For comparison, the United States has publicly set a goal of reducing emissions by 41 percent by 2030, according to the New York Times. “If the rest of the world followed Australia’s lead, the Great Barrier Reef would disappear,” said Tony de Brum, the foreign minister of the Marshall Islands, the sinking archipelago off the coast of Australia that’s pledged to reduce emissions by 45 percent by 2030.
Australia, which still relies on coal to produce at least three quarters of its electricity, ranks among the worst carbon emitters per capita of developed nations.
“If the rest of the world followed Australia’s lead, the Great Barrier Reef would disappear.”
At a media conference, Abbott stated that the emissions reductions would not require the government to stifle the nation’s coal industry, the Sydney Morning Herald reports. The prime minister called the goal both environmentally and economically responsible. Emphasizing his support for jobs over the environment, Abbott said “we are not going to clobber the economy to protect the environment.”
There’s a strong irony to Abbott’s laissez-faire approach: Research has shown that the country is particularly vulnerable to climate change. If Australia fails to curb emissions, climate models predict that by 2030 the country may experience average temperatures that are up to 2.3 degrees Fahrenheit warmer than the country’s average for the two decades preceding 2005, and 4.5 to 8.4 degrees Fahrenheit higher by 2090, the Guardian reported earlier this year.

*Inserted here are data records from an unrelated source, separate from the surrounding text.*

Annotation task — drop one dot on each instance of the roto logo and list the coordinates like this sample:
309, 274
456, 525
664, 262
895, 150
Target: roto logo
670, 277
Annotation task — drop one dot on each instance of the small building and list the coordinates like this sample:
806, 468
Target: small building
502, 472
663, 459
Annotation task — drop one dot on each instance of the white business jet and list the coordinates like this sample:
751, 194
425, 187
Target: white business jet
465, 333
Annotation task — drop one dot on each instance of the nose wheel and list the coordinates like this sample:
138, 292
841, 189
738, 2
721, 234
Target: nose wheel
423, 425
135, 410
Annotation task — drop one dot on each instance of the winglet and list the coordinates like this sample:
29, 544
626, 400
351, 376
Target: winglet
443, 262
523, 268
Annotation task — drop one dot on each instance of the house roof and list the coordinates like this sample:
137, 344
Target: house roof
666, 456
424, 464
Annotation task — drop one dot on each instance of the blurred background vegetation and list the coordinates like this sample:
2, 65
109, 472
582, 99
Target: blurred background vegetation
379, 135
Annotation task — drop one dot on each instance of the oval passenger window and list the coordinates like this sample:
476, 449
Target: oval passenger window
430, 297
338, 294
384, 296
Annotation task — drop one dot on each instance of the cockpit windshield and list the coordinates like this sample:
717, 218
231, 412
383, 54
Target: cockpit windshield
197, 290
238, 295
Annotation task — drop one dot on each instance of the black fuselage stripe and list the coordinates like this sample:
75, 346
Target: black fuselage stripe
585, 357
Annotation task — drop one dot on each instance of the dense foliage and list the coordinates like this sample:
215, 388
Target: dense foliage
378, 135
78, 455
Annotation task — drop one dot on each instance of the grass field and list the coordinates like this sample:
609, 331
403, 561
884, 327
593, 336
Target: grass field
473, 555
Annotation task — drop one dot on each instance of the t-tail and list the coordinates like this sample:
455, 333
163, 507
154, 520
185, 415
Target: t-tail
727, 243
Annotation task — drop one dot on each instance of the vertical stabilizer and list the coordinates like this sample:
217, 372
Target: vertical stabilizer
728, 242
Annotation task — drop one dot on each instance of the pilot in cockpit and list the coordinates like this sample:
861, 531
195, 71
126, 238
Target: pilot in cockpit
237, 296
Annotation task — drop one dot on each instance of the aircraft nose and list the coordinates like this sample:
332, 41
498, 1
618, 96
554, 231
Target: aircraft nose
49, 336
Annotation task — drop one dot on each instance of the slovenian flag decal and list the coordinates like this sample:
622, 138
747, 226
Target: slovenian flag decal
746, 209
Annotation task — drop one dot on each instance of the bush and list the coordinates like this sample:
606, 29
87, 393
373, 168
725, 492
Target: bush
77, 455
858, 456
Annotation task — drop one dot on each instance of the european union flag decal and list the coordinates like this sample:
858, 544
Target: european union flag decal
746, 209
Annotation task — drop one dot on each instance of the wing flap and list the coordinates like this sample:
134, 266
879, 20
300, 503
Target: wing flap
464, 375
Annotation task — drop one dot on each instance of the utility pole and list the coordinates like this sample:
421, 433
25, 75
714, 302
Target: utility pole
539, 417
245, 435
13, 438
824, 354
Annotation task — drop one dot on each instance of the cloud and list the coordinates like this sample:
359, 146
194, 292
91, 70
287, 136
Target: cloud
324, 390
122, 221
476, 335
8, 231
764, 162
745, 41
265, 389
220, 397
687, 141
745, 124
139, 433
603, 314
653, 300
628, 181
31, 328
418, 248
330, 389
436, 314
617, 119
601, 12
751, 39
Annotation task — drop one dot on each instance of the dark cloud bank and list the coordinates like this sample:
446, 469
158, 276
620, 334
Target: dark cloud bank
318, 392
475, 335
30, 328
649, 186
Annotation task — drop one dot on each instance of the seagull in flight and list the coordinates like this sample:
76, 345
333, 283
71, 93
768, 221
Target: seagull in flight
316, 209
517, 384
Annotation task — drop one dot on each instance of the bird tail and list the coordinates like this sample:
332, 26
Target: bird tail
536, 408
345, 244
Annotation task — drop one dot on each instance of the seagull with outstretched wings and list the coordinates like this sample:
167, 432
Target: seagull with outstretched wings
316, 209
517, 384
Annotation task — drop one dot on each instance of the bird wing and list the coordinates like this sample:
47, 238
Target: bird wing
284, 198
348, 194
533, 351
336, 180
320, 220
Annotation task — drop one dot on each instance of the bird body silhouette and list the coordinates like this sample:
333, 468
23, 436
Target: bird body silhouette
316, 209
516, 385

“Australia will warm faster than the rest of the world,” Kevin Hennessy, a principal research scientist at Australia’s national science agency (CSIRO), told the Guardian. “Warming of [4.5 to 8.4 degrees Fahrenheit] would have a very significant effect: there would be increases in extremely high temperatures, much less snow, more intense rainfall, more fires and rapid sea level rises.”
Humanity has inarguably been re-shaping our planet’s climate for decades, but we are rapidly approaching a crossroads, where even our cumulative best efforts will not be enough to prevent global warming and the all but inevitable hardships of extreme temperatures and weather. The Climate Change Authority, an independent agency in Australia, recommended that the country reduce emissions by 45 to 63 percent below 2005 levels to adequately contribute to worldwide efforts to limit global temperature increases. The prime minister’s pledge of what has been called a “pathetic” 26 percent may not be enough to prevent runaway climate change.